Reassigned LHP Randy Choate to their minor league camp. [3/21]
Talk about the roads not taken-no Liriano, that we knew. But no Baker either? He didn't help himself any, but how confident should anybody be about a rotation whose Plan A involves Carlos Silva and Ramon Ortiz and Sidney Ponson? I don't think resurrections on demand can even be bought with a few Papal indulgences to be named later, but that's a rotation that transcends any exercise in hope and faith, and really involves wishcasting big squiggly numbers from your offense on a daily basis to be able to endure. I was really very impressed with Terry Ryan and Ron Gardenhire and how they swapped out last year's problems in the course of last season, but it seems like they're making that same exercise a necessity this season as well. As the Scottish proverb goes, he who won't be ruled by the rudder must be ruled by the rocks, but I had no idea there were helmsmen who so delighted in charting craggy courses.
Optioned RHP T.J. Beam to Scranton/Wilkes-Barre (Triple-A). [3/23]
Reassigned RHP Mike Mitchell, LHP Erasmo Ramirez, 2B-L Kevin Melillo, OF-L Charles Thomas, and C-R Landon Powell to their minor league camp. [3/19]
Optioned 4C-R Joel Guzman to Durham (Triple-A). [3/19
Optioned OF-R Victor Diaz and CF-B Freddy Guzman to Oklahoma (Triple-A); reassigned INF-L Drew Meyer and INF-B Desi Relaford to their minor league camp. [3/23]
While I'm disappointed to see Guzman go down, he had a bad camp, and he's not exactly a good enough prospect to afford that, especially while Sammy Sosa's doing his Lazarus act, and not while Jerry Hairston Jr. and even Marlon Byrd are having good camps. Although both Frank Catalanotto and Brad Wilkerson haven't looked good this spring, it looks like Ron Washington has plenty of outfielders to choose from, and Guzman's going to be better off showing something in Oklahoma should the Rangers decide that Kenny Lofton's defense in center isn't survivable at some later date.
Leaning on Jamey Newberg for this particular insight, adding Fox is really about deleting Bauer; you have to be at 40 on your 40-man to designate somebody for assignment. Since it's expected that the Rangers will be adding Sammy Sosa to the 40-man and active rosters before Opening Day (and perhaps more players beyond), Fox will be outrighted back off of the roster at that point.
Reassigned RHP Pete Walker, 2B/SS-B Ray Olmedo, and OF-R Mike Vento to their minor league camp. [3/19]
What can I say, I'm going to miss ol' Goggle Eyes, even if he was mostly a setup star for the Angels, and those are the bad guys if you're rooting for Oakland, but if Weber's done, he's done.
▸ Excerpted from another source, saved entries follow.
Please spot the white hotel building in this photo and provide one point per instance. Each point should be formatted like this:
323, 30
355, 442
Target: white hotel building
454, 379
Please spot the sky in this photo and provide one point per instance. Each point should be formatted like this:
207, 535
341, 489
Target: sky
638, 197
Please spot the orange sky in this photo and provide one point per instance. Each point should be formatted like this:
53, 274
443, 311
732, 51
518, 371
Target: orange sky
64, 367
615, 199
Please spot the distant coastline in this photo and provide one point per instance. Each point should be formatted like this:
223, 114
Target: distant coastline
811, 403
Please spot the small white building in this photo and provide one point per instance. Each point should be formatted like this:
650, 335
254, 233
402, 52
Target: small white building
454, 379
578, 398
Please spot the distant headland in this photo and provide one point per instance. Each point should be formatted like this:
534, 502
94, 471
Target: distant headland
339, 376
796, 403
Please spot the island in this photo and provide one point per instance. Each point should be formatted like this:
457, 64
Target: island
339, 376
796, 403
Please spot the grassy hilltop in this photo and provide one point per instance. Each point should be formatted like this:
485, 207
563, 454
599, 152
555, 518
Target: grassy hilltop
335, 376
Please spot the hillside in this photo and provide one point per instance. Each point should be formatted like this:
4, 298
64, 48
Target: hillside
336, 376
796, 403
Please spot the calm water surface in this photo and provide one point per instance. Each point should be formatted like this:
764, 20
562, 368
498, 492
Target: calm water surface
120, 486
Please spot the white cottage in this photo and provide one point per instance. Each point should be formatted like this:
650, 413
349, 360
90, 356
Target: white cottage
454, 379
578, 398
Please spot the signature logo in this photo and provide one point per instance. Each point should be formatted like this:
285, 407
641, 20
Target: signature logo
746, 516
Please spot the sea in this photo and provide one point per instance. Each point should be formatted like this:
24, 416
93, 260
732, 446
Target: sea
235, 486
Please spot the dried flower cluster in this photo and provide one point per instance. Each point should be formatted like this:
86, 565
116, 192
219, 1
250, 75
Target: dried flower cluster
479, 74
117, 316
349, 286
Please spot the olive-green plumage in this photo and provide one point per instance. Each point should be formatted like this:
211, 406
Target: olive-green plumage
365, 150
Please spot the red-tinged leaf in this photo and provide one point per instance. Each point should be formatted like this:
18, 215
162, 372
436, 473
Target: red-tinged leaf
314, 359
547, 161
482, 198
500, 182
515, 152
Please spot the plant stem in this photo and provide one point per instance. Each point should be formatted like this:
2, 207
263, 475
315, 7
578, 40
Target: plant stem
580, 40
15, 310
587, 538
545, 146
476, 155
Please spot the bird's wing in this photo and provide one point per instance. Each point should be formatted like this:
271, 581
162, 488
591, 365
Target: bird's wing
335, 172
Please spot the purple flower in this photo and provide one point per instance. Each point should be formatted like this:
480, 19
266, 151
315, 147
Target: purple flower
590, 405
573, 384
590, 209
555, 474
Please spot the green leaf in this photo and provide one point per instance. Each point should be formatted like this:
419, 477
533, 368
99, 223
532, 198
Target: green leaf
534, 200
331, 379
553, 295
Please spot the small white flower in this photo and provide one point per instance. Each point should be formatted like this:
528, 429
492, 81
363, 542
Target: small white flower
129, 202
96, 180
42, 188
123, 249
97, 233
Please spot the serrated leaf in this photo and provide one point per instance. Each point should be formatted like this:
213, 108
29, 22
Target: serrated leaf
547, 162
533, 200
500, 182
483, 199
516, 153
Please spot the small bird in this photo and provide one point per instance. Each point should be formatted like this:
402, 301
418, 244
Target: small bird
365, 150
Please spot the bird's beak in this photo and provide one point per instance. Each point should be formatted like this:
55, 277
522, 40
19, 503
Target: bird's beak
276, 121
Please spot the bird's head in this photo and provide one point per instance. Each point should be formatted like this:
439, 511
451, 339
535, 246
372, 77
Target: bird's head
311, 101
In a lot of ways, Weber was symbolic about what's been admirable about the Angels during the Stoneman-Scioscia years: a 20th-round pick by the Blue Jays out of the University of Houston in 1991, he washed out by 1996, when he turned up in the indie Western League, then scooted over to pitch in Taiwan for a couple of years before the Giants brought him back. A good season at Fresno was enough to get him his debut with the Giants in 2000, but a couple of ugly spins got him shipped back down, and he got snagged by the Angels off of waivers at the end of August. Already past 30, he gave the Angels three outstanding seasons, earned a ring with their 2002 championship, and then started breaking down. The herky-jerk delivery, a hard-boring sinker, and an ability to work effectively from the stretch, he was easy to admire, and a testament to a smart bit of scouting.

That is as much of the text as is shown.